L’edificio che conteneva gli uffici è invece inaccessibile senza tentare qualche effrazione, ma ancora porta ai campanelli il nome dell’ultimo direttore. Dalle finestre rotte si notano raccoglitori stracolmi di documenti, qualcuno con la complicità della notte ha disegnato una svastica su un muro divisorio anni dopo che i dipendenti dell’ultimo hanno scritto sulla lavagna all’ingresso ‘Ciao, la fabbrica è momentaneamente indisponibile’. A frequentare la zona però non sono solo ragazzini dalla parte sbagliata della storia e artisti di strada in cerca d’espressioni nascoste. All’interno della ‘hall’ degli uffici, dietro una porta chiusa a chiave, si trova una rotoballa di fieno, in un’altra area coperta altro fieno è stato infilato in sacchi all’origine contenenti urea. Fanno capolino anche una bicicletta in uno stato tutto sommato buono se si esclude l’assenza del copertone posteriore e un cambio d’indumenti oltre ad altri oggetti dentro buste infilati nei contenitori di legno per il trasporto della frutta depositati da non troppo tempo.

Negli anni, la questione della riqualificazione dell’area è ritornata agli onori delle cronache puntuale prima o dopo ogni campagna elettorale: promossa da chi poteva contare più sui buoni propositi che sui voti, rimossa dai contendenti alla vittoria. Ne continuano a conseguire a intervalli regolari battaglie di inchiostro, esposti, denunce al nucleo ambientale dei carabinieri depositate nel corso del tempo e richieste di verifiche a vari enti pubblici per verificare la presenza o meno di inquinanti nell’aria e nelle acque prossime all’ex fonderia.
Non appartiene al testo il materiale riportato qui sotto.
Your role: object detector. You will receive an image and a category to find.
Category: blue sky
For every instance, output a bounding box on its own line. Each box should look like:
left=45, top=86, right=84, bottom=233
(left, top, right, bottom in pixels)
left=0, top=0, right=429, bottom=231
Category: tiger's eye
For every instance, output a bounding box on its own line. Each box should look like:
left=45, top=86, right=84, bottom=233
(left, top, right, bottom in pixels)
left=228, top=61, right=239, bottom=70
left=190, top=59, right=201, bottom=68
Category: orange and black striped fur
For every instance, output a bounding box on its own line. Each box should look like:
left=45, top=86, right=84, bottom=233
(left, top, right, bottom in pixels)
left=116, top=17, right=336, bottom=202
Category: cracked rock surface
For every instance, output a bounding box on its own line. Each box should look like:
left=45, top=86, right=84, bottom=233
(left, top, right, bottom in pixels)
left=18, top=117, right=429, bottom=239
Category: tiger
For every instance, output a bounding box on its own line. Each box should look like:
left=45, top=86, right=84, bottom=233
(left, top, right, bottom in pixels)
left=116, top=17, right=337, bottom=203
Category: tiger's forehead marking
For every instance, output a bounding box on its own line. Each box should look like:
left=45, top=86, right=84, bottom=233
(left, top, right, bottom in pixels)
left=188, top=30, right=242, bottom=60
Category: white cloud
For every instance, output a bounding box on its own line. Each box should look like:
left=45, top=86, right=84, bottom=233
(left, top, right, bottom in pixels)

Poco però è successo in decenni, se si considera che solo per la bonifica dall’amianto sono serviti 13 anni, un disastro naturale e fondi di altri enti con le spalle più larghe. A parziale discolpa degli amministratori – oltre al problema dei costi – resta il fatto che la proprietà rimane privata, ancora in mano al curatore fallimentare di GFS, e che quindi gli enti locali nulla possono senza ricorrere ad ordinanze di contingenza, e che avendo a che fare con una società di capitali fallita ogni intimazione per ottemperare alla quale serve una spesa semplicemente non ottiene risposta.

Da allora, a Sant’Agostino sono successe molte cose: un’elezione, la fusione con un altro comune, l’arrivo di un commissario prefettizio, nuove elezioni appena sei mesi fa. Latita ancora però la parola fine sulla vicenda ex Ferriani.

Non tutto, comunque, è perduto: “La proprietà ha chiesto un incontro nei mesi scorsi, a ottobre se non vado errato, per discutere proprio dell’area ex Ferriani, dopo l’inizio del 2018”, svela il primo cittadino di Terre del Reno Roberto Lodi. Una data ancora non è stata fissata ma, dice il sindaco, “non vedo l’ora di sentire le loro proposte. Del resto l’area è interessante e si presterebbe bene anche a futuri sviluppi essendo prossima al Cer ma dallo stesso lato del Comune”. Ora resta da vedere cosa ne sarà delle nuove discussioni sull’ex fonderia.